BONDHOLDERS’ rejection of Zambia’s request for six- month suspension for debt servicing, has placed the domestic economy on the knife edge.
Firstly, it is important for Government and stakeholders to admit the precarious position of the country even before seeking solutions.
The rejection of the debt relief and the subsequent default will have negative effect on the country and the citizens, hence the imperative need to work out a remedy to ameliorate the resultant impact.
Bondholders are commercial creditors on the capital market who obviously want to sustain profit levels by ensuring that they collect what is due.
Thus in a situation of an outright default, bondholders usually recall the principal amount instantly. The implication is that the relationship with bondholders changes.
As a consequence, the rating agencies downgrade the defaulting country to junk category.
This means, therefore, that the country’s access to the capital market becomes extremely difficult and expensive.
It is also true that a defaulting country drifts into a non-investment area as brokers and international advisory firms will invariably advise their clients not to risk their resources in such an environment.

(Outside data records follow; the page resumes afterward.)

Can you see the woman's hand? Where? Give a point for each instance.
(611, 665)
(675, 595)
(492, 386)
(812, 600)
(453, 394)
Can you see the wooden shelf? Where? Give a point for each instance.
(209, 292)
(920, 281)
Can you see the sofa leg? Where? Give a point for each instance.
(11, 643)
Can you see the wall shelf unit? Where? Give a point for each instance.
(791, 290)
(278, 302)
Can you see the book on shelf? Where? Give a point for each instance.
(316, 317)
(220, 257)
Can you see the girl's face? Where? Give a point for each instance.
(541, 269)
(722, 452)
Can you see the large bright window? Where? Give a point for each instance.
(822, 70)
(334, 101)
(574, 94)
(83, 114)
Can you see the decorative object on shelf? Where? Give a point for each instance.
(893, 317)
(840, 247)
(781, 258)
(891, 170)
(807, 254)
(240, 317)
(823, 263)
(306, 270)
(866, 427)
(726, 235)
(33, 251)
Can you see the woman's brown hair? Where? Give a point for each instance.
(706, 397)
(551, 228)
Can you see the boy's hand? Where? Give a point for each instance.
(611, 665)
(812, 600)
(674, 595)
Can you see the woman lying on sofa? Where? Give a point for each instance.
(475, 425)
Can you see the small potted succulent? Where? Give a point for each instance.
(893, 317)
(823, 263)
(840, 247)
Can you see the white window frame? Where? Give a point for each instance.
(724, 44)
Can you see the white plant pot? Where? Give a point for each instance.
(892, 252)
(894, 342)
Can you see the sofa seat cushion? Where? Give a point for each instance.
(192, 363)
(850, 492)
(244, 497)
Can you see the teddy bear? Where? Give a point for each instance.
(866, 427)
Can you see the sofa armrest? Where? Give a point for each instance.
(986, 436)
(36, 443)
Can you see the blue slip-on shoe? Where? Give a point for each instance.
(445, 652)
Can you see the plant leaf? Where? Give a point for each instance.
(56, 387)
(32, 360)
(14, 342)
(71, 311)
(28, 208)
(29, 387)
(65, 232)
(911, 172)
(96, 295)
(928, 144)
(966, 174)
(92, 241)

However, there is still space for Zambia to negotiate with bondholders under the Cure Period, instead of resigning to a defaulting curve.
There are some countries that have come out of the default mess in recent times.
Argentina in September this year defused a messy default after commercial creditors allowed the country to exchange 99 per cent of the bonds in $65 billion restructuring deal.
At the time, Argentina announced that a deal and a separate restructuring which together brought financial relief of $37.7 billion.
That said, Zambia needs to move on a path that will avert a major economic crisis, moving in tandem with all stakeholders.
Nothing should be left to chance, given the already tight fiscal space, with a number of competing demands such as financing the civil service wage bill.
It is worth noting that Zambia has $3billion of Eurobonds outstanding and owes $2billion to commercial banks, $2 billion to the World Bank and the International Monetary Fund. There is also $3billion owed to China.
These are no small amounts at all!
As Government engages bondholders and other creditors, due attention should also be given to growth prospects, especially in the agriculture sector which does not require foreign investment.
Therefore, Government must boost the agriculture sector through incentivizing the small-scale farmers to enable them diversify from seasonal maize growers.
Small-scale farmers must be encouraged to grow millet, cassava and sorghum, which are drought resistant and also grow groundnuts, sunflower, soya beans, cashew nuts, beans, potatoes, cotton and tobacco.
Access to markets must be improved because even the maize which they grow year-in-year-out can only be sold to the Food Reserve Agency. The farmers cannot export the maize because of the Government- imposed export controls.
Agriculture for now is a sure remedy, considering that it will address food security, provide job opportunities, especially in the countryside and also provide raw materials for the manufacturing sector.
Extension services should be boosted to avail the farmers with technical information while the Zambia Meteorological Department must be on hand to give accurate and timely weather information to farmers.
While the Government tackles the debt crisis, equal attention must go into full exploitation of agriculture as the sector is home-grown.